The chief administrative officer, or CAO, of the U.S. House of Representatives told staffers on Monday that they are not allowed to use Meta’s popular messaging app. The CAO cited a lack of transparency about WhatsApp’s data privacy and security practices as the reason for the ban, according to a report by Axios that cited an internal email from the government office.

The CAO told House staff members in the email that they are not allowed to download WhatsApp on their government devices or access the app on their smartphones or desktop computers, the report said. Staff members must remove WhatsApp from their devices if they have the app installed on their devices, the report said.

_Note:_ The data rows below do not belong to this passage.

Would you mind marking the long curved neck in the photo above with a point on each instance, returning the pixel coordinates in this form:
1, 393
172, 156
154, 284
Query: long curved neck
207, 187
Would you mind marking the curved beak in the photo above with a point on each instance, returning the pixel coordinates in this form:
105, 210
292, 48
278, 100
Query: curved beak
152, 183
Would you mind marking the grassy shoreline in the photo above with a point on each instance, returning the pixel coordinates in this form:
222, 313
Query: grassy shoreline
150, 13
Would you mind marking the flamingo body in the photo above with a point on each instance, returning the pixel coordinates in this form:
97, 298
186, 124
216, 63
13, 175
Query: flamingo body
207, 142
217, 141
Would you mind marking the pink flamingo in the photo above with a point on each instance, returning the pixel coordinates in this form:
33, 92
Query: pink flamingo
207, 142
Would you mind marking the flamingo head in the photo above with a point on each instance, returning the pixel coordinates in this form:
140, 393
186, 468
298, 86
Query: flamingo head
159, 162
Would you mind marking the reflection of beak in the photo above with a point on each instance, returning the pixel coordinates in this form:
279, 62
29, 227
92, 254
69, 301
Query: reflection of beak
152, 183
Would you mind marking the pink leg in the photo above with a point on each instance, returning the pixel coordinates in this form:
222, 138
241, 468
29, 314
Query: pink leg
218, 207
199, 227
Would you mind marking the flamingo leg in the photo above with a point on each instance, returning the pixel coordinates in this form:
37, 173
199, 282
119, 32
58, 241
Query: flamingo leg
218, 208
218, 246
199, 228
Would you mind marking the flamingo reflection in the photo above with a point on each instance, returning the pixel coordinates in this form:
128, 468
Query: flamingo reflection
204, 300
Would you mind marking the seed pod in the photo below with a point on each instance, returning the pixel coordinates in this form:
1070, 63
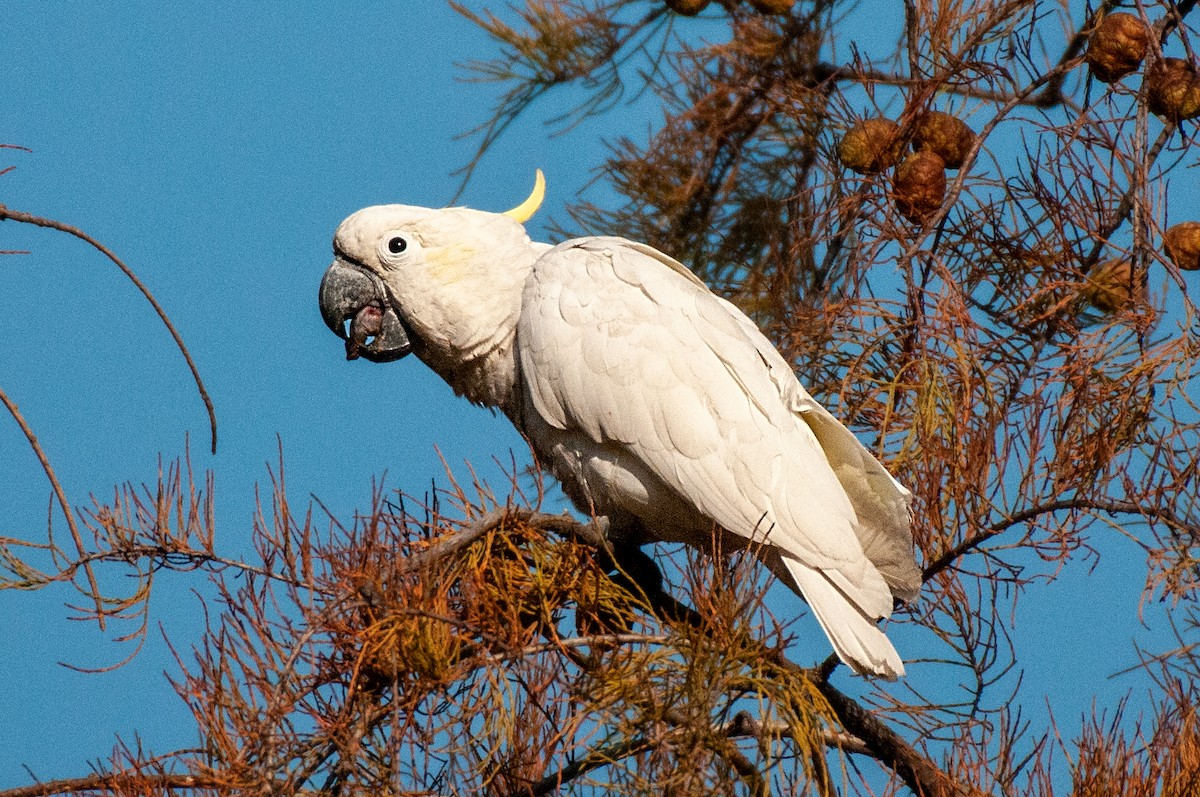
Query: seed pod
772, 6
1173, 90
871, 145
1182, 245
1117, 47
946, 136
687, 7
1113, 286
918, 186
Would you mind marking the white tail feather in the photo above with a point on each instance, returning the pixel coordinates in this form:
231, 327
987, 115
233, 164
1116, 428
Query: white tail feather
857, 640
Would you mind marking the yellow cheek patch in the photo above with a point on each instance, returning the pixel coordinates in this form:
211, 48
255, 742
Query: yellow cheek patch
448, 264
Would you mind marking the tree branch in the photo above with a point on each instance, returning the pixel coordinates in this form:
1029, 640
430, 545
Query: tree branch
29, 219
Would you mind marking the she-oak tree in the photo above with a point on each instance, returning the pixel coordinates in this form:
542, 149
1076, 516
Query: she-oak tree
967, 247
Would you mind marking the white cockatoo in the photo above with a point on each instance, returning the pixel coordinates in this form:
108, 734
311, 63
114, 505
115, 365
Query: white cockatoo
657, 403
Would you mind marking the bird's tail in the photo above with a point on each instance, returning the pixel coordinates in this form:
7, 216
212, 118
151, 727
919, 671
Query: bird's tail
857, 640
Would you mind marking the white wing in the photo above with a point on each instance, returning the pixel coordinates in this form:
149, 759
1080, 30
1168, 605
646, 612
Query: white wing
625, 346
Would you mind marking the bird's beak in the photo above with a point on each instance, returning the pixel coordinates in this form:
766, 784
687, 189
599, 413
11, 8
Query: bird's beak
349, 293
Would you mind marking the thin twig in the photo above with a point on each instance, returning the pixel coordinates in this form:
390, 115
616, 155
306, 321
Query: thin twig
29, 219
60, 495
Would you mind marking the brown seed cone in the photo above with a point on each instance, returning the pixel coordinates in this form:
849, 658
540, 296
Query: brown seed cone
871, 145
1117, 46
1111, 286
772, 6
687, 7
1173, 90
946, 136
1182, 245
919, 185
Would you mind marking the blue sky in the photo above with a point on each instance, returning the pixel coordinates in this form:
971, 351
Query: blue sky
216, 150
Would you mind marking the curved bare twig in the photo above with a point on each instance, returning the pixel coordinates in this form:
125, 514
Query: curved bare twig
39, 221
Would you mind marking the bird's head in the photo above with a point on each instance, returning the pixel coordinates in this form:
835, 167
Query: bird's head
443, 283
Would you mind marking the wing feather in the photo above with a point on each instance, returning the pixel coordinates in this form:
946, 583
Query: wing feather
627, 346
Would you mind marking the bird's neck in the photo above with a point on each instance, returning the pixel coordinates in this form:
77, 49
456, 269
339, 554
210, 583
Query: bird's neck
486, 377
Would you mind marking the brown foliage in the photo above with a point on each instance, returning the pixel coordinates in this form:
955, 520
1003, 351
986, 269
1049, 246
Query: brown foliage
1017, 347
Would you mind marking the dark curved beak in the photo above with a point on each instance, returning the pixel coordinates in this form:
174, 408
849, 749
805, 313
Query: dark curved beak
376, 333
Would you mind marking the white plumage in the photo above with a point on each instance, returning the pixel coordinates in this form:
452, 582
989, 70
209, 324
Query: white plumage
659, 405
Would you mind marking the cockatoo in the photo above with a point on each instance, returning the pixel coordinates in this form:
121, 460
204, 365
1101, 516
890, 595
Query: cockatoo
658, 405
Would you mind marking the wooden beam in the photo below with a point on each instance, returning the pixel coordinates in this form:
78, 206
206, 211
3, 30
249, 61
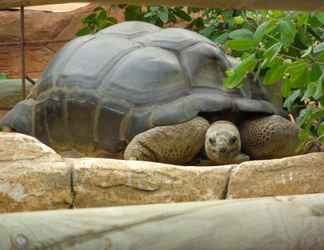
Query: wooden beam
277, 223
226, 4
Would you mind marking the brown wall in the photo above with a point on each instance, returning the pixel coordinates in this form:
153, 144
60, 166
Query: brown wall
39, 25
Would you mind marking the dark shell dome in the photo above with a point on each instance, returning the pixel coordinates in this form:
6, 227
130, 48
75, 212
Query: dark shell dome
108, 87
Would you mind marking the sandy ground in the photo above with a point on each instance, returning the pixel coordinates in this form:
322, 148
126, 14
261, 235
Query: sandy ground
58, 7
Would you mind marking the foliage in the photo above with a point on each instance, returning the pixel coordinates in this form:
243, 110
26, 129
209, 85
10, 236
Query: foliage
284, 48
99, 19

“Protecting the People’s House is our topmost priority, and we are always monitoring and analyzing for potential cybersecurity risks that could endanger the data of House Members and staff,” U.S. House Chief Administrative Officer Catherine Szpindor told CNBC in a written statement.

Meta spokesperson Andy Stone on Monday responded to the report via a post on X, saying the company disagrees “with the House Chief Administrative Officer’s characterization in the strongest possible terms.”

“We know members and their staffs regularly use WhatsApp and we look forward to ensuring members of the House can join their Senate counterparts in doing so officially,” Stone said.

In a separate X post, Stone said WhatsApp’s encrypted nature provides a “higher level of security than most of the apps on the CAO’s approved list that do not offer that protection.”

Some of the messaging apps the CAO said are acceptable alternatives to WhatsApp include Microsoft Teams, Signal and Apple’s iMessage, the Axios report said.

Meta is currently embroiled in an antitrust case with the Federal Trade Commission over the social media company’s acquisitions of WhatsApp and Instagram.

Last week, Meta debuted ads in WhatsApp in an effort to monetize the app that CEO Mark Zuckerberg has deemed “the next chapter” for his company’s history.